Another thought occurred to me about John Hick’s pluralism hypothesis: that it risks introducing a moralistic distortion into religion. Since, for Hick, religion is primarily a practical rather than a cognitive enterprise (because the Real in itself eludes our cognitive abilities), the criteria by which he judges religion are primarily moral ones. Religions are vehicles for moving from self-centeredness to Reality-centeredness, where that largely means being more compassionate, etc.
But Christianity, at least, isn’t primarily about “being moral.” It’s primarily about a loving, personal God that longs to be in relationship with his creation. Because human sin disrupts that relationship, morality has a role, but it’s a subordinate one (and, in itself, insufficient for restoring the divine-human relationship).

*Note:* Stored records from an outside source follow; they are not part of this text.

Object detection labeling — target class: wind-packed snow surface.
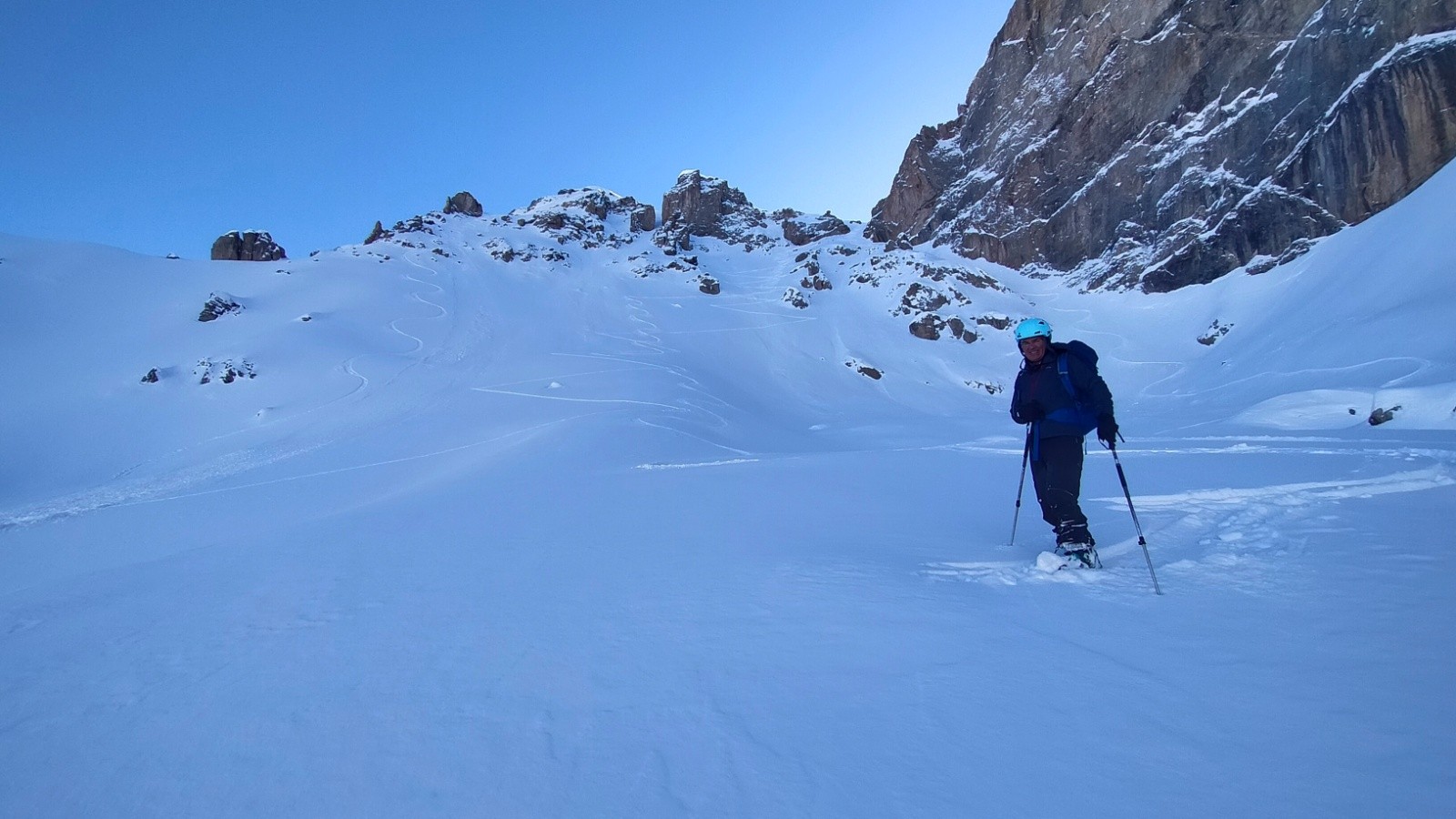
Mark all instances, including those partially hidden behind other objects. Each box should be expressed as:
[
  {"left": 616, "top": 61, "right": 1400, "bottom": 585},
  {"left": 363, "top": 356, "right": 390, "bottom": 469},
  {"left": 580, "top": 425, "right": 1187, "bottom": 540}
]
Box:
[{"left": 8, "top": 169, "right": 1456, "bottom": 817}]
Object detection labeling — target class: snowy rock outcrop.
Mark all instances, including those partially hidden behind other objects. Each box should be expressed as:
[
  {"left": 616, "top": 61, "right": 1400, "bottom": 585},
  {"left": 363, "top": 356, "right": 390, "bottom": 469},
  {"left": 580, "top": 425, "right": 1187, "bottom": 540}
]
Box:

The primary story is that of God’s self-bestowal on creation–in creating all that is and calling it good, in the calling of the patriarchs, in the liberation of Israel, and in the conjoining of the divine and the creaturely in Jesus–not human efforts to be more moral.
Because Hick has prescinded from the particulars of the Christian story, though, he is left with little choice but to make the subordinate theme of morality central to religion. He’s hardly alone in this, since many people seem to think that the purpose of religion is to make people “good.” But, from a Christian perspective at least, that is really to miss the point–which is the overflowing love and grace of God. Ironically, then, Hick’s position ends up being more human-centered than Reality-centered, since the focus is on our moral self-improvement instead of on God.